For a thriller, this novel has quite a large cast of main characters. There is Jacques, who apparently likes wine, women, song, and combatting "imperialistic conquest." Henri Demaureux and his daughter Claudine are bankers from Geneva, who pursue skiing the Alps as much as fightin totalitarianism. Mike Stone is boxer, banker, and expert embezzler (at least when it comes to stealing from the "wrong kind" of people, like those bent on world domination). Cecelia Chang is brilliant, forthright, and first in the U.S. line of defense against financial destruction. Tony is a cool heir to an Italian vinery and Ian heir to an auction house fortune, but we don't see much of either of them.
And so on and so forth. We meet the colorful cast of The Sentinels themselves as well as their allies, and one thing is certain: everyone is powerful and also happens to be incredibly attractive. We hearken back to a time when "the men were men and the goils were goils," so there's a little bit of romance mixed in with the spying escapades. While counterfeiting the German industrialists' financial deposits, Jacques finds himself in the middle of a love triangle: does he stay with Natalie, the charming actress, or Claudine, his old friend and trusted coworker? None of his friends seems to care about this predicament. Thus, I was more intrigued by the relationship between Mike and Cecelia. They are both driven, ambitious, and energetic. Mike treats Cecelia like an equal, even in this period before feminism, and that makes sense amongst this group of progressive, intellectual friends. They would do anything for each other, and that was fun to read about.

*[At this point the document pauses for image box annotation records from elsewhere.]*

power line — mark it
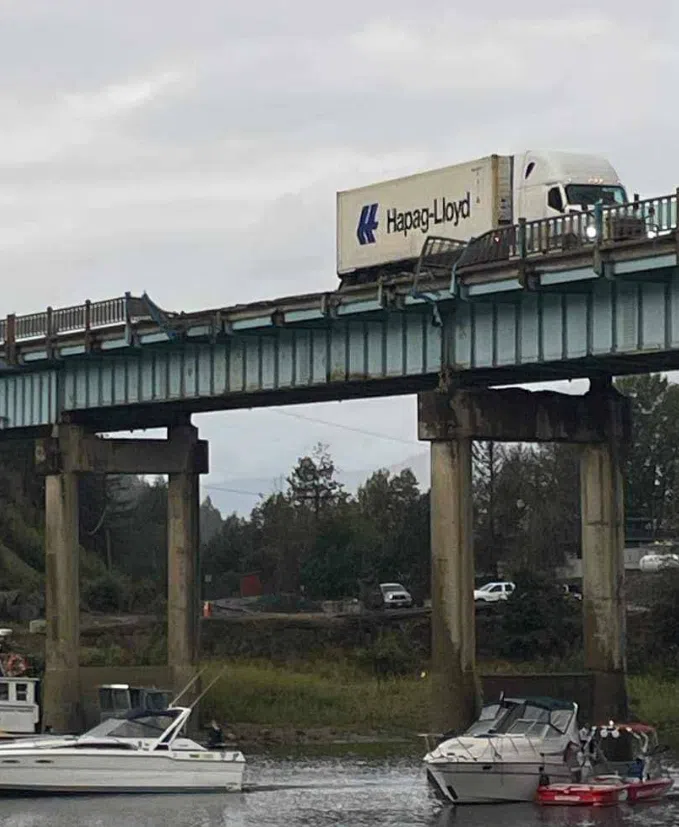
[201,485,262,497]
[272,410,420,445]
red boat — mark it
[537,780,627,807]
[537,777,673,807]
[536,722,674,807]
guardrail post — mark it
[45,307,54,359]
[123,290,132,345]
[5,313,17,365]
[84,299,92,352]
[516,218,527,258]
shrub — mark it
[499,571,582,660]
[83,574,124,612]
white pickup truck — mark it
[474,580,516,603]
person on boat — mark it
[207,718,224,749]
[627,756,645,781]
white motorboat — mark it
[0,706,245,794]
[424,698,582,804]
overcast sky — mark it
[0,0,679,509]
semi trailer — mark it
[337,150,628,284]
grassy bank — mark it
[199,661,429,735]
[199,660,679,746]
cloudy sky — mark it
[0,0,679,510]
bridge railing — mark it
[0,294,150,343]
[458,193,677,267]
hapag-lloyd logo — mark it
[387,193,471,241]
[356,193,471,246]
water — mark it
[0,755,679,827]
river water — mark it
[0,755,679,827]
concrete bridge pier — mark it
[580,441,628,723]
[418,388,629,732]
[35,422,208,732]
[430,439,480,732]
[167,425,200,702]
[42,427,82,732]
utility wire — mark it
[272,410,420,445]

The book is a little heavy on the exposition. There's quite a bit of "But surely, you can't mean..." going on and "As I said already, and for some reason feel the need to restate...", but it's the most prevalent in the first third of the book. Zuckerman paces his story so that the Sentinels must bring themselves to become spies and actually go out on covert missions. They are dealing with incredibly rich individuals and organizations, after all; they know that discovery could mean certain death. So, I would say that the first part of the book is like a Greek drama in that the action happens off-stage and everything must be "spelled out" for the audience, but later on we get to see things happening. It also means that a little time on characterization goes missing, since we go from exposition directly to action; there's not much room to endear us to the heroes. We agree with their mission, and we want them to succeed, but the more minor characters, like Ian and Tony, lose out on earning much interest from the reader.

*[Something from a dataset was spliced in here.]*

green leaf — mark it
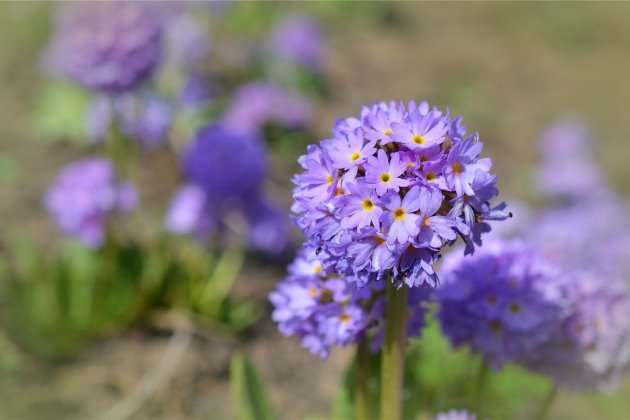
[33,82,89,144]
[230,352,275,420]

As for the subject matter, which on the outset seems a bit heavy: Zuckerman handled it deftly and with enough skill that one doesn't need a finance degree to understand what's going on. I happen to be an Economics student, so I agree with his theories on money being the prime mover of wars and history. Technically, and from what I know of political science, this is Marxist theory, where history is a progression of markets and workers, and of course the financial giants work into that (it's only Marxist in that he was the first theorist to talk about History with a capital H in purely Economical with a capital E terms, not in reference to that it promotes pure Marxism, and by that I mean what we would typically term "communism," and... oh my lord, I'm DONE). Regardless, it made for an exciting premise and made sure that this was something of an "intelligence thriller", as well.
Overall, I liked the subject matter, the setting, and the basis of the characterization. There were some narrative issues, with the pacing and the minor characters, and it's not John Le Carre, but on the whole a fine debut thriller. It will be interesting to see if Zuckerman continues on with "The Sentinels."